Awal bulan ini, BJP menangguhkan Sharma dan mendepak Jindal karena komentar mereka yang menghasut. Pernyataan mereka juga membuat marah beberapa negara Muslim menyebabkan tantangan diplomatik yang signifikan bagi pemerintah Modi.

Kasus polisi telah diajukan terhadap dua mantan pejabat BJP. Pada Ahad lalu, Jindal mengatakan di Twitter bahwa keluarganya telah menghadapi ancaman terus-menerus, dan beberapa pengikutnya mentweet bahwa sebuah bom mentah dijinakkan di dekat kediamannya di New Delhi.

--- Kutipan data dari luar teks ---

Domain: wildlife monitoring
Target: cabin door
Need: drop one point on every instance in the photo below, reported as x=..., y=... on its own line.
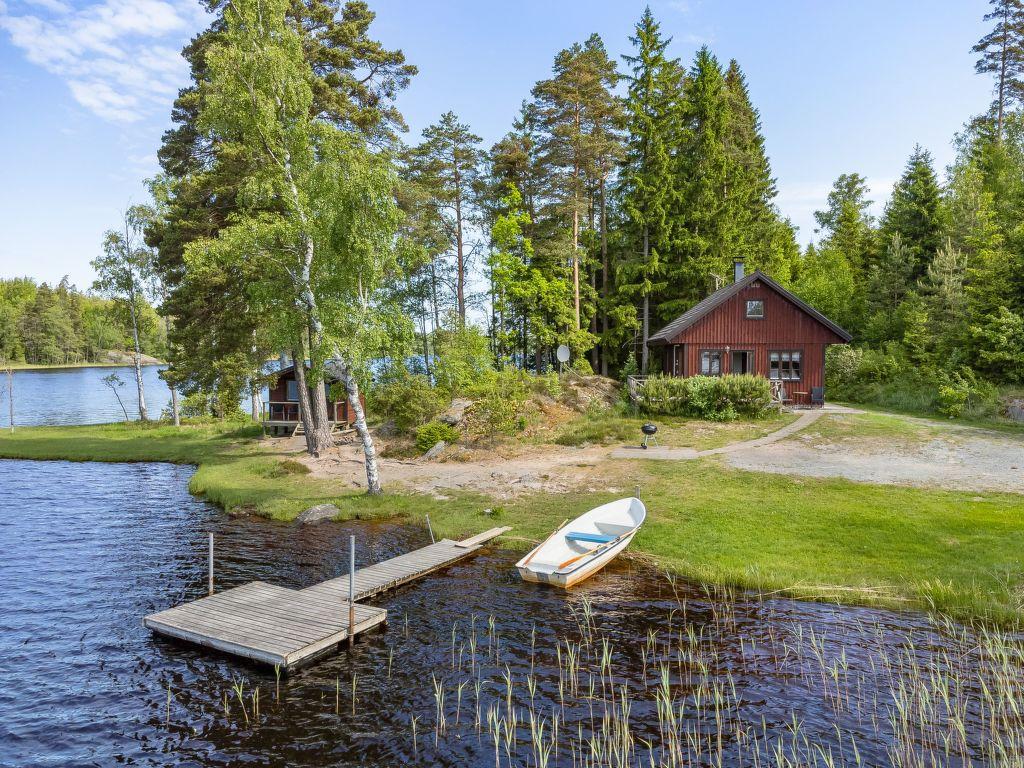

Kemarahan terhadap komentar pasangan itu telah menjadi tren di Twitter dengan kelompok-kelompok Muslim menuntut penangkapan mereka. Sementara itu, beberapa kelompok Hindu garis keras menggambarkan kedua pejabat itu sebagai politikus pemberani dan nasionalis.

Negara-negara seperti Arab Saudi, UEA, Oman, Qatar dan Iran, yang merupakan mitra dagang penting bagi India mengajukan protes melalui saluran diplomatik dan menuntut permintaan maaf dari pemerintah di media sosial. Kementerian luar negeri India mengatakan pekan lalu komentar itu tidak mencerminkan pandangan pemerintah.

Bentrokan atas pernyataan tersebut meletus di seluruh negeri karena beberapa komunitas Muslim minoritas melihatnya sebagai contoh terbaru dari tekanan dan penghinaan di bawah aturan BJP tentang berbagai masalah mulai dari kebebasan beribadah hingga pemakaian jilbab.

Dua remaja tewas ketika pengunjuk rasa bentrok dengan polisi di kota Ranchi, di India timur pekan lalu. Lebih dari 300 orang ditangkap setelah kerusuhan sporadis di negara bagian Uttar Pradesh utara. Pihak berwenang negara mengatakan mereka berencana untuk menghancurkan rumah aktivis sosial Javed Ahmed, menuduhnya mengorganisir demonstrasi yang berubah menjadi kekerasan.

Otoritas pembangunan mengatakan rumah Ahmed adalah bangunan ilegal. Rekan aktivis mengatakan keputusan itu adalah yang terbaru dari serangkaian pembongkaran sewenang-wenang properti Muslim yang telah dilihat sebagai tindakan balas dendam oleh pemerintah yang dijalankan oleh partai Modi.

Pembongkaran juga dilakukan di distrik Kanpur Uttar Pradesh pada Sabtu. Lusinan rumah Muslim dihancurkan oleh BJP di pusat Madhya Pradesh dan Gujarat pada April menyusul bentrokan antara Muslim dan Hindu.

Di negara bagian Benggala Barat bagian timur, pihak berwenang memberlakukan undang-undang darurat yang melarang pertemuan publik di distrik industri Howrah hingga 16 Juni. Setidaknya 70 orang ditangkap atas tuduhan membuat kerusuhan dan mengganggu ketertiban umum, dengan layanan internet ditangguhkan selama lebih dari 48 jam setelah kekerasan komunal terbaru.

Presiden BJP Benggala Barat Sukanta Majumdar menggelar protes duduk pada Ahad dan menuduh Bangladesh menghasut kekerasan di negara bagian tersebut. Benggala Barat berbagi perbatasan yang panjang dan terbuka dengan Bangladesh.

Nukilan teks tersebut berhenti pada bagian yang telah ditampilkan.